Historiker meinen, dass es etwa 20 Jahre dauern wird, bis sie den Stellenwert der Clinton-Präsidentschaft abschließend würdigen können: „Clinton hat Amerika und der Welt acht Jahre Frieden und Wohlstand geschenkt“, meint der Historiker Michael Beschloss. Clintons Präsidentschaft ließe sich mit der Eisenhower-Ära vergleichen: „Er wird als Friedensstifter und Brückenbauer in die Geschichte eingehen. Clinton war ein Mann des Volkes. Er interessierte sich für die Minoritäten, für den kleinen Mann, die Schwarzen und die Rechte der Frauen. George W. Bush hat auch Schwarze und Latino-Amerikaner in die Regierung genommen. Doch Clintons Interesse war echt.“

Hillary Clinton ist von der Bibliothek ihres Mannes begeistert. Sie hätte gelacht und geweint, als sie beim Anblick der Exponate acht Jahre ihres Lebens Revue passieren ließ. „Bill wird weiterarbeiten“, sagte sie im ersten Fernsehinterview seit den US-Wahlen. „Er wird bei der Konfliktregulierung gebraucht – in Nordirland, auf dem Balkan, im Nahen Osten. Und er will alles tun, um das Leben der Menschen zu verbessern – beim Kampf gegen AIDS oder beim Schlichten religiöser Konflikte.“ Politik sei das ständige Ringen um Möglichkeiten, das Leben der Menschen zu verbessern, meint Hillary Clinton und lässt alle Optionen offen, 2008 den Kampf um die US-Präsidentschaft aufzunehmen. Im Jahr 2006 will sie sich erneut um den Sitz im US-Senat (für New York) bewerben. Ob die USA reif für eine Frau im Weißen Haus sind, bleibt eine umstrittene Frage.

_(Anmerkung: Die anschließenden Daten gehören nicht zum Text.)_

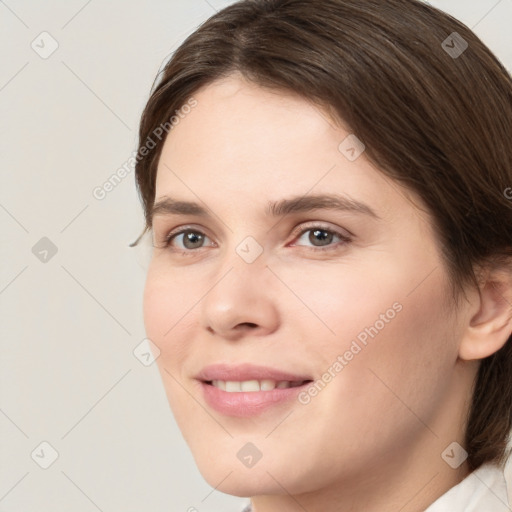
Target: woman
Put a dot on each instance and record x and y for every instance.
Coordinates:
(327, 184)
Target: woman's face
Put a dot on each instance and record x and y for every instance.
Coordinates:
(352, 300)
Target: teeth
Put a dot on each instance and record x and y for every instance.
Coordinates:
(232, 386)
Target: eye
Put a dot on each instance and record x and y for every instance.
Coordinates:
(191, 239)
(323, 237)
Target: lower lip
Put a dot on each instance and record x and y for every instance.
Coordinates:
(244, 404)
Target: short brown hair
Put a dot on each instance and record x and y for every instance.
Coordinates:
(438, 122)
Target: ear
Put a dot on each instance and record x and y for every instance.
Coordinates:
(490, 323)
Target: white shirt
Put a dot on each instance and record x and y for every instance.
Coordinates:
(483, 490)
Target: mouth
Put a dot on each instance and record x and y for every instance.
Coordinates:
(254, 385)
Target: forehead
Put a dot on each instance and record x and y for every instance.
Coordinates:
(256, 144)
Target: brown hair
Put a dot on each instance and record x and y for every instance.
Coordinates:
(438, 122)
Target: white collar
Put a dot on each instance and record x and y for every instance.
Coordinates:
(485, 489)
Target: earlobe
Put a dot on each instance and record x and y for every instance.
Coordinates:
(490, 326)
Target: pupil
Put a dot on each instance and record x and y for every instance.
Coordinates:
(317, 233)
(192, 237)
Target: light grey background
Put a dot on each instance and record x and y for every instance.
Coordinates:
(68, 375)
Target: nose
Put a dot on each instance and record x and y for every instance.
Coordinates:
(241, 300)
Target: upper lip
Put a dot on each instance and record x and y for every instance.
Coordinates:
(246, 371)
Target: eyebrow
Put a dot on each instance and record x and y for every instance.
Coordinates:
(169, 206)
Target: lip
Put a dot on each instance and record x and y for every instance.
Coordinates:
(244, 404)
(246, 371)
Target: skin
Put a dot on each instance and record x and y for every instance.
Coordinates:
(372, 439)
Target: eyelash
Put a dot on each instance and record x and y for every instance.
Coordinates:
(190, 252)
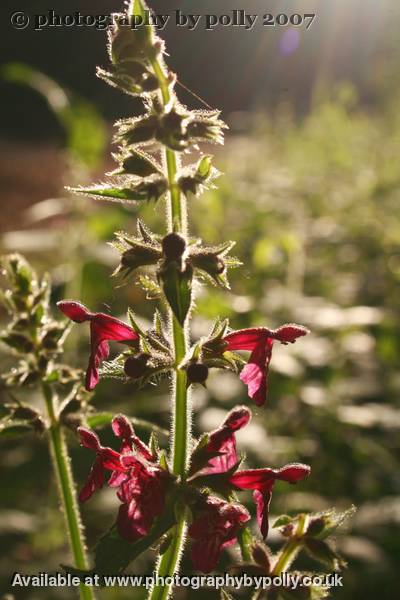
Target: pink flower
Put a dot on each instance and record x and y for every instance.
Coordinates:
(122, 428)
(259, 342)
(102, 329)
(143, 498)
(106, 458)
(220, 454)
(215, 528)
(262, 482)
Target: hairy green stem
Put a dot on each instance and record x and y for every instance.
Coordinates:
(291, 549)
(67, 490)
(169, 561)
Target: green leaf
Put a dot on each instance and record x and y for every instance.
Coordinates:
(282, 520)
(323, 524)
(113, 553)
(135, 326)
(109, 192)
(320, 550)
(13, 429)
(137, 163)
(151, 288)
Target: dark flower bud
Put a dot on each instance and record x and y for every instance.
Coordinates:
(135, 366)
(206, 127)
(176, 282)
(173, 245)
(316, 526)
(261, 556)
(197, 373)
(172, 130)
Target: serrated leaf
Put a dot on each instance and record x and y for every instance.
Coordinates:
(177, 287)
(109, 192)
(135, 326)
(151, 288)
(320, 550)
(13, 429)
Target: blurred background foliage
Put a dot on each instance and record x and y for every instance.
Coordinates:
(313, 203)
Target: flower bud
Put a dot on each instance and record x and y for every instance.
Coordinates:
(135, 366)
(197, 373)
(173, 245)
(176, 282)
(126, 42)
(208, 261)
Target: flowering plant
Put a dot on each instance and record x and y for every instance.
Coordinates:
(193, 490)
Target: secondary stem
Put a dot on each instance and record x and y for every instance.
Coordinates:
(290, 550)
(169, 562)
(67, 490)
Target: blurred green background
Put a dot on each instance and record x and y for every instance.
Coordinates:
(311, 194)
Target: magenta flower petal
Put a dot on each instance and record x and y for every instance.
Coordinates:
(106, 459)
(247, 339)
(213, 529)
(259, 342)
(102, 329)
(262, 502)
(89, 439)
(262, 482)
(288, 334)
(293, 472)
(143, 498)
(122, 428)
(222, 442)
(75, 311)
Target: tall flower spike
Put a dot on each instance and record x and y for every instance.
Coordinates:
(103, 328)
(219, 454)
(262, 482)
(214, 528)
(143, 498)
(259, 342)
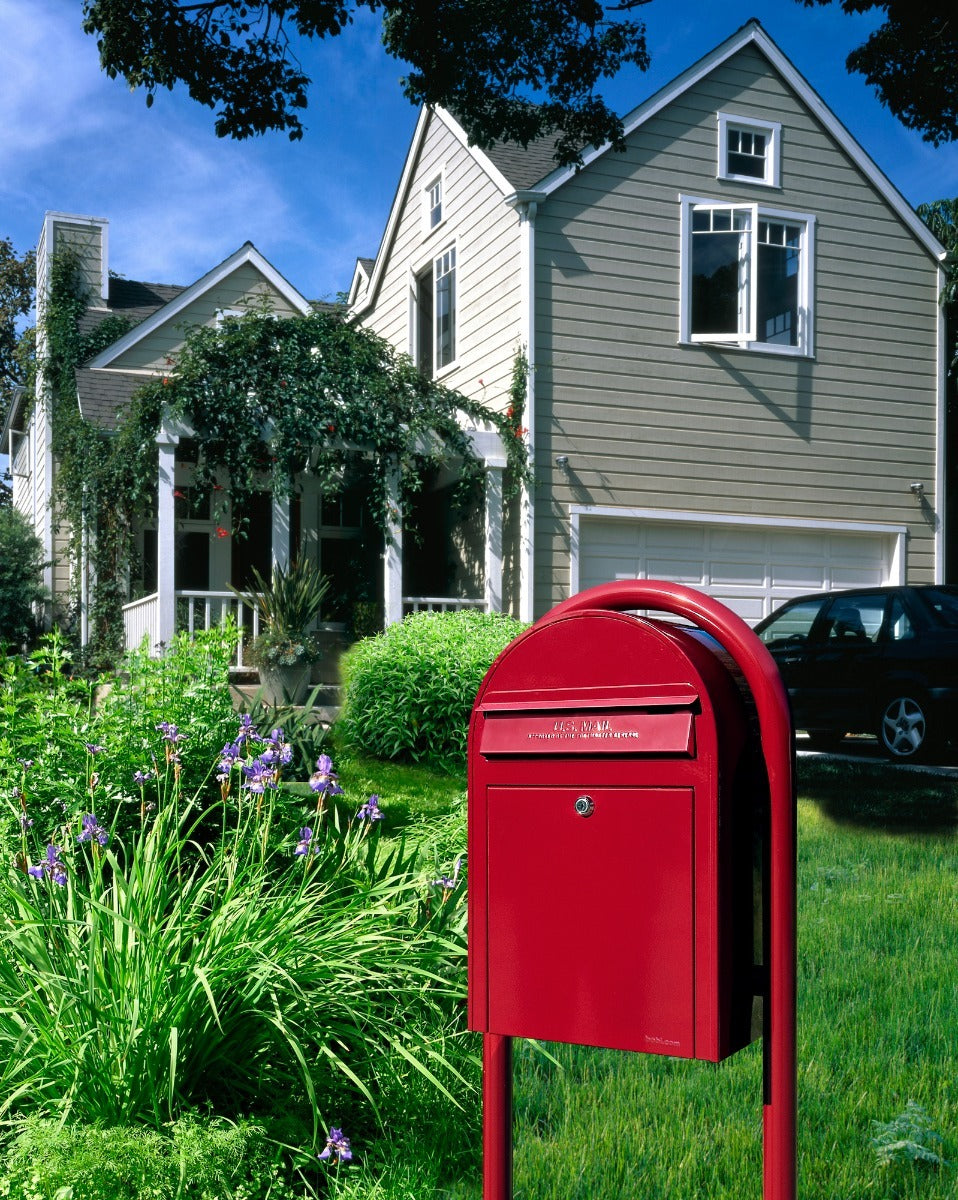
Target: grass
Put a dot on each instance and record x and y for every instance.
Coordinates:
(878, 1027)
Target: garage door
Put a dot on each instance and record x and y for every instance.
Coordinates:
(750, 568)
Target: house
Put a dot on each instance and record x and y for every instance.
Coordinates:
(185, 557)
(735, 345)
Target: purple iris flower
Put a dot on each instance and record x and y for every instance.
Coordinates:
(93, 831)
(171, 733)
(445, 882)
(337, 1147)
(52, 867)
(277, 749)
(371, 810)
(324, 778)
(259, 775)
(303, 845)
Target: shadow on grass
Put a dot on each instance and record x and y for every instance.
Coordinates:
(880, 796)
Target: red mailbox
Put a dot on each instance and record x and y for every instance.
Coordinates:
(632, 847)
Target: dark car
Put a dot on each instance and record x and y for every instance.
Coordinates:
(870, 660)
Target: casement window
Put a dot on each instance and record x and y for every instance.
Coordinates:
(432, 316)
(749, 150)
(747, 276)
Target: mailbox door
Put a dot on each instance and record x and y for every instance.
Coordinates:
(591, 916)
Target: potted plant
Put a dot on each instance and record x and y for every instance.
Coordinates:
(288, 604)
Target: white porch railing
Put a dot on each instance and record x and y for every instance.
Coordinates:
(195, 610)
(203, 610)
(439, 604)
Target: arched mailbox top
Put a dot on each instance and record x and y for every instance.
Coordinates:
(749, 654)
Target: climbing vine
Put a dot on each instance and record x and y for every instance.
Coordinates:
(267, 400)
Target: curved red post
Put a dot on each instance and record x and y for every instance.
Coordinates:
(774, 723)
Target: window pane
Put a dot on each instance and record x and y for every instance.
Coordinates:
(746, 154)
(718, 271)
(445, 309)
(424, 323)
(779, 261)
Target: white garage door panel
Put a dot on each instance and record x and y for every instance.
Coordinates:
(750, 568)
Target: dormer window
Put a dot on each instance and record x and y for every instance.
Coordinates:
(748, 150)
(432, 204)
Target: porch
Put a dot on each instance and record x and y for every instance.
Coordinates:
(205, 610)
(316, 528)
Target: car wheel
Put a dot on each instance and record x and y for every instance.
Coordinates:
(904, 730)
(825, 739)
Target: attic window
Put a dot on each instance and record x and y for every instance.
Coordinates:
(432, 203)
(748, 150)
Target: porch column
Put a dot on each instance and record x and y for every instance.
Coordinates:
(167, 441)
(494, 538)
(280, 532)
(393, 553)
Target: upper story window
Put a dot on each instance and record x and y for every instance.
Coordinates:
(747, 276)
(433, 315)
(432, 203)
(749, 150)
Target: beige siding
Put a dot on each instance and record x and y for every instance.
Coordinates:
(485, 233)
(244, 289)
(648, 423)
(85, 240)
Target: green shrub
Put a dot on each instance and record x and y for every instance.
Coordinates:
(21, 577)
(408, 691)
(198, 1159)
(143, 977)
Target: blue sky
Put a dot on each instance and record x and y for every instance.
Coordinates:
(179, 199)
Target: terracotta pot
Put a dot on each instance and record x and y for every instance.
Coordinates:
(285, 684)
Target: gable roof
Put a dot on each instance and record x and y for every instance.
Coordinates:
(516, 169)
(752, 34)
(185, 297)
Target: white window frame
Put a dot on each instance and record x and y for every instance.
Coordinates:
(415, 273)
(746, 336)
(435, 181)
(772, 133)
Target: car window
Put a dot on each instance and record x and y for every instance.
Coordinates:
(945, 605)
(792, 624)
(856, 618)
(899, 623)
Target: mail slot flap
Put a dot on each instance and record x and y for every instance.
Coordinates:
(664, 695)
(590, 731)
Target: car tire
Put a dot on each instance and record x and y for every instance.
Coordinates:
(825, 739)
(904, 727)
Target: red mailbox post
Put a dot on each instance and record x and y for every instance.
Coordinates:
(617, 755)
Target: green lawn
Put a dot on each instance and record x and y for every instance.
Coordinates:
(878, 1026)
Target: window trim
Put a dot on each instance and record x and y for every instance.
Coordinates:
(742, 341)
(772, 132)
(417, 270)
(433, 179)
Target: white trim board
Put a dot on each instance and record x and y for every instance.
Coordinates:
(898, 534)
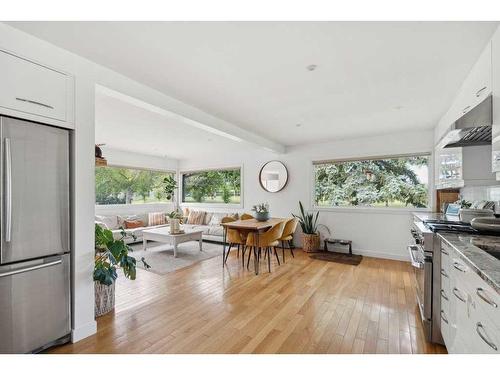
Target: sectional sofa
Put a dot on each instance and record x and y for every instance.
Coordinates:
(210, 226)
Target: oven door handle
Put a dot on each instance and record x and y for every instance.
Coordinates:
(415, 263)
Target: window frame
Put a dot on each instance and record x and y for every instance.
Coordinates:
(139, 205)
(208, 205)
(367, 209)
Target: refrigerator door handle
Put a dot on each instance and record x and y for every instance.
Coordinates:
(8, 191)
(32, 268)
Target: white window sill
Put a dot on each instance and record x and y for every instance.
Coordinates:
(212, 205)
(370, 210)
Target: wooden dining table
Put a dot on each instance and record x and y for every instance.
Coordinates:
(252, 227)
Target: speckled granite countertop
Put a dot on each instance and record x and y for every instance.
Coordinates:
(434, 216)
(484, 264)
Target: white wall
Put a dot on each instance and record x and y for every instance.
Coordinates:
(376, 232)
(135, 160)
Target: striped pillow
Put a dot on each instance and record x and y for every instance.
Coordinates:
(156, 218)
(196, 217)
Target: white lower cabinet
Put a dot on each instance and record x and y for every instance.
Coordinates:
(470, 320)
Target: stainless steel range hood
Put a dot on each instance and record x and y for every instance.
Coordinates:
(472, 129)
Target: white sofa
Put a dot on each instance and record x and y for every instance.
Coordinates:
(212, 230)
(116, 222)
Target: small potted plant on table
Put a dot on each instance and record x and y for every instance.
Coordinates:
(261, 211)
(309, 225)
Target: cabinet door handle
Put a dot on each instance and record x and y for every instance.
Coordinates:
(35, 102)
(459, 267)
(443, 294)
(455, 292)
(484, 336)
(443, 316)
(478, 93)
(482, 294)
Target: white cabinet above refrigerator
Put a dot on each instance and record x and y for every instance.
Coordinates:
(35, 92)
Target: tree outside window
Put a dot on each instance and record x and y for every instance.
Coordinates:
(389, 182)
(212, 186)
(115, 185)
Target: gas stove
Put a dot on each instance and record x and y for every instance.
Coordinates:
(451, 227)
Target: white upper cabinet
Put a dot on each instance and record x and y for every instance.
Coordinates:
(475, 88)
(33, 89)
(495, 57)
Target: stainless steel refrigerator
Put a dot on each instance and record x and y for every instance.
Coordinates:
(35, 236)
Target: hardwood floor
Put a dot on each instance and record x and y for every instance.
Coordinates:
(303, 306)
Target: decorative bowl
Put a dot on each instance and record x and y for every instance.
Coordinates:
(262, 216)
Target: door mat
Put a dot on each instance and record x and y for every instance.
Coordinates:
(333, 256)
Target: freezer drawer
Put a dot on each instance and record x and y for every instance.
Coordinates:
(35, 190)
(34, 304)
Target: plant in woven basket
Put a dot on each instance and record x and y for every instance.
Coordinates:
(309, 225)
(110, 254)
(169, 187)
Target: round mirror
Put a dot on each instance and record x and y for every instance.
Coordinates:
(273, 176)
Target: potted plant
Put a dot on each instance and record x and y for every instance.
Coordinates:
(110, 254)
(170, 186)
(174, 219)
(309, 225)
(261, 211)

Die vier anwesenden Präsidenten demonstrierten Eintracht und Harmonie. Jimmy Carter fasste die Stimmung zusammen: „Am Ende eines sehr schweren Jahres soll die Welt sehen, wie zwei Demokraten und zwei Republikaner hier stehen und gemeinsam unser großartiges Land ehren.“ George W. Bush lobte Clintons verstorbene Mutter, und Bush-Vater sagte: „Bill Clinton ist einer der talentiertesten Politiker der Neuzeit. Das musste ich leidvoll erfahren. Er konnte Wähler natürlich und leichtfüßig gewinnen. Ich habe ihn deswegen oft gehasst. Doch Präsident Clinton hat unser Land optimistisch und mit großer Sympathie für das amerikanische Volk geführt. Und diese Zuneigung ist erwidert worden.“

Die harmonische Zeremonie in Little Rock wirkte irreal. Politische Feinde gaben vor, befreundet zu sein und sich zu mögen. Das ging einigen Kritikern zu weit. „Die Ex-Präsidenten gehören zu einer Art Familie“, meint Hillary Clinton: „Wer Stress, Verantwortung und den Druck in diesem Amt überlebt hat, gehört zu einer besonderen Klasse von Mensch.“ Clintons Auftritt half, die Demokraten nach der verlorenen US-Präsidentschaftswahl wieder aufzurichten. Sein Charisma, seine Intelligenz und erfolgreiche politische Agenda lassen Nostalgie nach einer Zeit aufkommen, als Amerika in der Welt respektiert wurde und keine Soldaten in „fremden Kriegen“ starben.